By this appeal the state seeks to have this court determine the propriety of a ruling that the alteration of the numbers of a Federal Reserve note and the subsequent attempt to spend the same as a note of a higher denomination does not constitute an offense under Section 831.09, Florida Statutes (1977).1
Appellee was charged with uttering a forged bill in violation of Section 831.09. The information alleged that he had altered the numeral 2 on a two dollar bill to read “20” and attempted to use the bill as payment for admission to the Garden Drive-In Theatre in Pinellas County, Florida. At the hearing on appellee’s motion to dismiss, which was stipulated as being filed under Fla.R.Crim.P. 3.190(c)(4), it was explained that a zero had been pasted next to the two on all four corners of both sides of the bill. In support of his motion, appellee’s attorney argued that an altered two dollar bill was not one of the items covered by Section 831.09. The court expressed the view that a two dollar bill was within the purview of the statute but dismissed the charge upon the authority of State v. Peterson, 192 So.2d 293 (Fla. 2d DCA 1966).

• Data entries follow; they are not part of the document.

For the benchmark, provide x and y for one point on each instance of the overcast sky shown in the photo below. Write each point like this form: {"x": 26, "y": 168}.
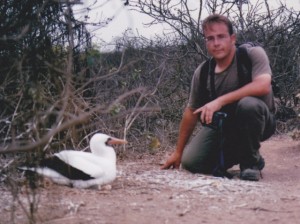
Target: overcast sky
{"x": 126, "y": 19}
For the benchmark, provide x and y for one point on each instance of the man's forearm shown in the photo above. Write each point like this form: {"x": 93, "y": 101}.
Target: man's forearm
{"x": 187, "y": 127}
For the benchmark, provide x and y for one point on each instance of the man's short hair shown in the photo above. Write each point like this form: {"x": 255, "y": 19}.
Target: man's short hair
{"x": 216, "y": 18}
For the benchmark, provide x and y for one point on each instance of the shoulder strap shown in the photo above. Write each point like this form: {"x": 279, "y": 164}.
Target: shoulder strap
{"x": 244, "y": 66}
{"x": 204, "y": 73}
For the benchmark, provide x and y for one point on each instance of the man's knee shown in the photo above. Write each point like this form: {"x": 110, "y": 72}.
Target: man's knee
{"x": 250, "y": 106}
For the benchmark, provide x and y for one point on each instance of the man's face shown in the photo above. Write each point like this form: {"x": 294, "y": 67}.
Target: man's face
{"x": 219, "y": 42}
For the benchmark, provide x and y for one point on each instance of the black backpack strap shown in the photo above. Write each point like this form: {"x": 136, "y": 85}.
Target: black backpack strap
{"x": 204, "y": 73}
{"x": 244, "y": 66}
{"x": 212, "y": 66}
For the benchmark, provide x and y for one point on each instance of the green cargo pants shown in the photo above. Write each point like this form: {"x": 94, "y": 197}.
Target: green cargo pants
{"x": 249, "y": 122}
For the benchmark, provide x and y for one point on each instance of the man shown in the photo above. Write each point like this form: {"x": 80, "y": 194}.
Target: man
{"x": 249, "y": 109}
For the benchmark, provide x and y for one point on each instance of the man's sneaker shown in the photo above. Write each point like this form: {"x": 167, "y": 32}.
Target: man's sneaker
{"x": 253, "y": 173}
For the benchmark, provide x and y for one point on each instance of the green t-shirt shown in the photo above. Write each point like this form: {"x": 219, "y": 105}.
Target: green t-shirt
{"x": 227, "y": 81}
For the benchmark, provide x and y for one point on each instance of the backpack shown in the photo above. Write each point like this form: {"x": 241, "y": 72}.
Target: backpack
{"x": 244, "y": 69}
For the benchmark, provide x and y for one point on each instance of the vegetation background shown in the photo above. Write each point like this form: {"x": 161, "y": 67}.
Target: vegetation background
{"x": 57, "y": 88}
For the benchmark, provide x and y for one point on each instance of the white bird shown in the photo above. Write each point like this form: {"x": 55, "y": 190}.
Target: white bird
{"x": 82, "y": 169}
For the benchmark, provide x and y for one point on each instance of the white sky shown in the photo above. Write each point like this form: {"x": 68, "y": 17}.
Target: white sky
{"x": 126, "y": 19}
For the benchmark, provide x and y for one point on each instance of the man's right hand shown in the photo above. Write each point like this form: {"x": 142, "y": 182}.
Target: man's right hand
{"x": 173, "y": 161}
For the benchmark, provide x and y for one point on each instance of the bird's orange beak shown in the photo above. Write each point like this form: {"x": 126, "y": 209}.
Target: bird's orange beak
{"x": 116, "y": 141}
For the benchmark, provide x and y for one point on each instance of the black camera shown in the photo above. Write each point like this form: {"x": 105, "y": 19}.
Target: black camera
{"x": 217, "y": 118}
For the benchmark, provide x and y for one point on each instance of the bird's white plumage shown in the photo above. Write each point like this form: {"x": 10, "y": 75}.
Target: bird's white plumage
{"x": 99, "y": 164}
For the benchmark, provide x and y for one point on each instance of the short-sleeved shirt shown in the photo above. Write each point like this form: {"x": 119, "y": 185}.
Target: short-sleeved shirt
{"x": 227, "y": 81}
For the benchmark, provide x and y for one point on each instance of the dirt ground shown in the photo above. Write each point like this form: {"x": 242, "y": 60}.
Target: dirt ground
{"x": 143, "y": 193}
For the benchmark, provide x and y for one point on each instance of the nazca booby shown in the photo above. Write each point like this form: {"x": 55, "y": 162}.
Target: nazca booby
{"x": 82, "y": 169}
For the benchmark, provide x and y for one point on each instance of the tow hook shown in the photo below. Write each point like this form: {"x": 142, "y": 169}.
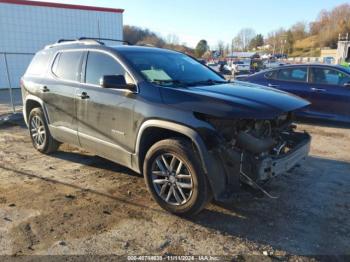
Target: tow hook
{"x": 252, "y": 182}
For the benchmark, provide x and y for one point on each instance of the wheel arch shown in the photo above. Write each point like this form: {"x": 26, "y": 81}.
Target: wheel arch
{"x": 30, "y": 103}
{"x": 153, "y": 131}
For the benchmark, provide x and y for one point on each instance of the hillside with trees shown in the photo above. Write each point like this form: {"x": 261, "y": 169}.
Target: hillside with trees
{"x": 301, "y": 39}
{"x": 304, "y": 39}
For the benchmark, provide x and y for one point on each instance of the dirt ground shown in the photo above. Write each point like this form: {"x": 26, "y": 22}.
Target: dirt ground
{"x": 75, "y": 203}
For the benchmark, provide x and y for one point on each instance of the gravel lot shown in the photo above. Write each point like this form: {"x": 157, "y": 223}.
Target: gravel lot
{"x": 73, "y": 202}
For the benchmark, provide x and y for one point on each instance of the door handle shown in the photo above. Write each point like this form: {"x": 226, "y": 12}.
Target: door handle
{"x": 83, "y": 95}
{"x": 318, "y": 89}
{"x": 44, "y": 89}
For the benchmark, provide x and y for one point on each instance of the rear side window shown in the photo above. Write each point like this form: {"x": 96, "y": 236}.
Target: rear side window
{"x": 67, "y": 65}
{"x": 327, "y": 76}
{"x": 298, "y": 74}
{"x": 39, "y": 64}
{"x": 99, "y": 65}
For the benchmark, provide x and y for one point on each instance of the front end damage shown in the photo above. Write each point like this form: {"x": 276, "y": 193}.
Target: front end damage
{"x": 252, "y": 152}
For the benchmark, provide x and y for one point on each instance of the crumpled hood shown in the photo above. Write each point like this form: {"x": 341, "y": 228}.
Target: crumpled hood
{"x": 233, "y": 100}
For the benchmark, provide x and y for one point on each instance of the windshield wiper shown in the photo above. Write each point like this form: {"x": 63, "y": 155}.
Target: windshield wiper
{"x": 208, "y": 82}
{"x": 169, "y": 81}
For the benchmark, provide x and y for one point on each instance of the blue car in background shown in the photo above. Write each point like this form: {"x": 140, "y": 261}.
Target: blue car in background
{"x": 327, "y": 87}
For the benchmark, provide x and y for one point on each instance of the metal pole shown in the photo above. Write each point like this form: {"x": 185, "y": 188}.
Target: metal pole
{"x": 9, "y": 82}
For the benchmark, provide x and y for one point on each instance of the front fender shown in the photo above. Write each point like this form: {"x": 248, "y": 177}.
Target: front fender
{"x": 211, "y": 165}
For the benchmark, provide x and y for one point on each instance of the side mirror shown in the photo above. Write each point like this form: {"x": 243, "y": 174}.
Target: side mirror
{"x": 116, "y": 82}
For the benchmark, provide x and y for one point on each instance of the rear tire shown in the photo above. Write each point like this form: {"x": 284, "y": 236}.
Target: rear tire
{"x": 175, "y": 178}
{"x": 40, "y": 133}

In Peterson this court held that the alteration of the numerals but not the written numbers on a bank check did not constitute the uttering of a forged instrument under Section 831.09. Our ruling was premised on the fact that Section 674.19(1), Florida Statutes (1965), relating to negotiable instruments, provided that where there is a discrepancy between the sum payable which is expressed in words and that which is expressed in figures, the sum denoted by the words controls. Thus, it was reasoned that a forgery could not have occurred if the alteration of the figures, but not the words on the check, did not change the obligations or rights of the parties.
Section 674.19(1) was later repealed upon the passage of the Uniform Commercial Code, but the substance of the statute has been retained in Section 673.118(3), Florida Statutes (1977). However, Section 673.103, Florida Statutes (1977), which is part of the same chapter specifies that this chapter does not apply to money. Since the instant case involves money rather than a check, the rationale upon which Peterson was decided does not apply. The question is not whether the Garden Drive-In was obligated to accept the altered bill as a twenty, but whether the appellee, in the words of the statute, uttered or tendered in *889payment as true an altered bill with intent to defraud. Cf. State v. Charles, 341 So.2d 539 (Fla. 2d DCA 1977). This is a question of fact for the jury to decide.
There remains the question of whether Section 831.09 includes this two dollar bill because the statute does not refer to currency or money.2 The statutory wording “issued as aforesaid” clearly refers to the language of Section 831.07, Florida Statutes (1977), which reads “a bank bill or promissory note . . . issued by an incorporated banking company established in this state, or within the United States.” These two sections as well as many others in Chapter 831 were originally enacted in 1868 as part of the same legislative act, and the language remains substantially unchanged. It must be remembered that much of the currency then in use consisted of bank notes or bills issued by authorized banks, but that today the bulk of our currency consists of Federal Reserve notes.
The only reported decision we have found which bears on this issue is Commonwealth v. Saville, 353 Mass. 458, 233 N.E.2d 9 (1968). In a comprehensive analysis of a statute much like ours, the Massachusetts Supreme Court held that Federal Reserve notes are “issued by an incorporated banking company.” We reach a similar conclusion and hold that Federal Reserve notes are included within the enumeration of instruments described in Section 831.09.3
REVERSED.
SCHEB and DANAHY, JJ., concur.. Uttering forged bills. — Whoever utters or passes or tenders in payment as true, any such false, altered, forged or counterfeit note, or any bank bill or promissory note, payable to the bearer thereof or to the order of any person, issued as aforesaid, knowing the same to be false, altered, forged or counterfeit, with intent to injure or defraud any person, shall be guilty of felony of the third degree, punishable as provided in s. 775.082, s. 775.083, or s. 775.084.
. The court in State v. West, 262 So.2d 457 (Fla. 4th DCA 1972), assumed that a counterfeit ten dollar bill was within the scope of a similarly worded statute, but did not specifically pass on the question.
. Our interpretation is buttressed by a study of the balance of Chapter 831 in which numerous statutes on forgery and counterfeiting employing similar language are obviously directed toward paper currency. The legislature undoubtedly intended for these laws to cover paper money.